Studio album by Young Knives
- Released: 10 March 2008
- Studio: Castle of Doom Studios (Glasgow, Scotland)
- Genre: Indie rock, post-punk revival
- Length: 47:58
- Label: Transgressive Records
- Producer: Tony Doogan

Young Knives chronology
| Voices of Animals and Men (2006) | Superabundance (2008) | Ornaments from the Silver Arcade (2011) |

Singles from Superabundance
- "Terra Firma" Released: 29 November 2007; "Up All Night" Released: 25 February 2008; "Turn Tail" Released: 19 May 2008; "Dyed in the Wool" Released: 1 September 2008;

= Superabundance (album) =

Superabundance is the second full-length album by Young Knives, released in the United Kingdom on 10 March 2008. The album reached number twenty-eight in the UK Albums Chart.

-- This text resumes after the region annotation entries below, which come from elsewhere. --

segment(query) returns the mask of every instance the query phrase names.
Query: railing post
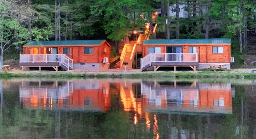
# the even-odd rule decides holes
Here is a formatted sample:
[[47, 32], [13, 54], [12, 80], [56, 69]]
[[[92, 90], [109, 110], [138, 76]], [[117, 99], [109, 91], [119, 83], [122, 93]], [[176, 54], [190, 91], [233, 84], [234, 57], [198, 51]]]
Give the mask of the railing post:
[[140, 70], [142, 70], [142, 62], [143, 60], [142, 58], [140, 58]]
[[48, 59], [47, 58], [47, 54], [45, 55], [45, 63], [47, 63], [47, 61], [48, 61]]
[[69, 60], [68, 59], [68, 71], [69, 71]]
[[62, 57], [62, 54], [60, 54], [60, 61], [59, 61], [59, 64], [60, 64], [60, 63], [61, 62], [61, 57]]

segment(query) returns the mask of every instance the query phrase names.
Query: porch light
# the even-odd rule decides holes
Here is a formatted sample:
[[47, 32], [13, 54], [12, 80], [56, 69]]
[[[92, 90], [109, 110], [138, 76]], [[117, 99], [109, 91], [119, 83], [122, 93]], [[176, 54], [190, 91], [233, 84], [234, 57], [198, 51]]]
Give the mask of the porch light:
[[145, 27], [146, 27], [147, 29], [149, 28], [149, 24], [147, 24], [145, 26]]
[[133, 30], [133, 34], [135, 34], [136, 36], [136, 41], [137, 41], [137, 33], [138, 32], [135, 30]]

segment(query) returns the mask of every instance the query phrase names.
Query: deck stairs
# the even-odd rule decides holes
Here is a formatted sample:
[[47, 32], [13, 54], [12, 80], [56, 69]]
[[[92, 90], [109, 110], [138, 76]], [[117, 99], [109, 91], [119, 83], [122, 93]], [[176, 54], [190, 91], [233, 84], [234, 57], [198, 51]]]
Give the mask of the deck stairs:
[[[141, 46], [145, 40], [144, 35], [140, 34], [137, 41], [130, 41], [129, 43], [125, 43], [124, 46], [120, 57], [120, 68], [132, 69], [134, 58], [137, 51], [137, 47]], [[123, 65], [124, 63], [127, 63], [128, 65]]]
[[68, 71], [73, 68], [73, 59], [65, 54], [20, 54], [21, 66], [52, 67], [57, 70], [60, 66]]

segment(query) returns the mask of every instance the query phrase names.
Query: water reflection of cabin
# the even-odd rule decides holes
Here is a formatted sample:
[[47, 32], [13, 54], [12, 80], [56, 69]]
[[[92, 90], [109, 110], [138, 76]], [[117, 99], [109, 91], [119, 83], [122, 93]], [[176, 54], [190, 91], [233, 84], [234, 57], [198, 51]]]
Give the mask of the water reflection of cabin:
[[147, 107], [158, 112], [232, 113], [230, 83], [169, 84], [142, 83], [141, 94]]
[[110, 47], [103, 40], [32, 41], [23, 46], [20, 65], [79, 70], [85, 63], [87, 69], [107, 69]]
[[161, 66], [190, 67], [195, 70], [213, 64], [230, 69], [230, 39], [149, 39], [142, 45], [142, 71]]
[[20, 88], [20, 98], [24, 107], [64, 111], [105, 111], [110, 107], [109, 86], [93, 81], [82, 80], [75, 84], [52, 82], [47, 86], [42, 82], [25, 82]]

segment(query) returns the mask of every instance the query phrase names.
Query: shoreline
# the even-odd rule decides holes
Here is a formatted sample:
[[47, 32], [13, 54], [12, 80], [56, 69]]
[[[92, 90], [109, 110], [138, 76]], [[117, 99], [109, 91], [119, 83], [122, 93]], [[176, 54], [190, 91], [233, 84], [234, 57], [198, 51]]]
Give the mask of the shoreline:
[[230, 78], [256, 79], [256, 73], [235, 73], [232, 71], [198, 71], [154, 72], [75, 72], [53, 71], [27, 71], [23, 72], [3, 72], [0, 73], [1, 78], [42, 77], [42, 78]]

The tracks "Terra Firma" and "Up All Night" were released as singles prior to the album launch. "Turn Tail" was the next single released on 19 May 2008.

The closing track "Current of the River" is a re-recorded version of the B-side to "She's Attracted To".

The cover of the album was made in London. 17-year-old Brant Dryver, a stunt rider from the Moto-Stunts International team, did the burn out stunt on the bike. The photographer wanted smoke and fire from the tyre so the bike's rear wheel needed to be placed on wood so it could burn.

Professional ratings
Review scores
| Source | Rating |
| AllMusic | Star |
| Drowned in Sound | 7/10 |
| The Guardian | Star |
| Mojo | Star |
| NME | 5/10 |
| The Observer | Star |
| Pitchfork | 6.6/10 |
| Q | Star |
| The Times | Star |
| Uncut | Star |

==Track listing==
1. "Fit 4 U" – 3:16
2. "Terra Firma" – 2:48
3. "Up All Night" – 2:58
4. "Counters" – 4:11
5. "Light Switch" – 3:47
6. "Turn Tail" – 4:44
7. "I Can Hardly See Them" – 3:07
8. "Dyed in the Wool" – 3:10
9. "Rue the Days" – 3:46
10. "Flies" – 1:39
11. "Mummy Light the Fire" – 4:04
12. "Current of the River" – 5:24
  - "Long Cool Drinks by the Pool" - 3:10 (following 2 minutes of silence after "Current of the River")
- The US edition of the album also contains the b-sides of the "Terra Firma" and "Up All Night" singles.

==Charts==
===Album===

| Chart (2008) | Peak position |
|---|---|
| UK Albums Chart | 28 |

===Singles===

| Year | Song | Peak position (UK) |
|---|---|---|
| 2007 | "Terra Firma" | 43 |
| 2008 | "Up All Night" | 45 |
| 2008 | "Turn Tail" |  |

== Special editions ==
=== Bonus DVD ===
A CD and DVD version is available featuring videos made by the band for each track of the album.

=== Special 7" single ===
A special acoustic version of "Turn Tail" was released on vinyl on 19 May 2008. The version was recorded directly onto vinyl in one take, at Westbourne Studios in London. This process is not believed to have been undertaken commercially since the 1970s by Warsaw Pakt.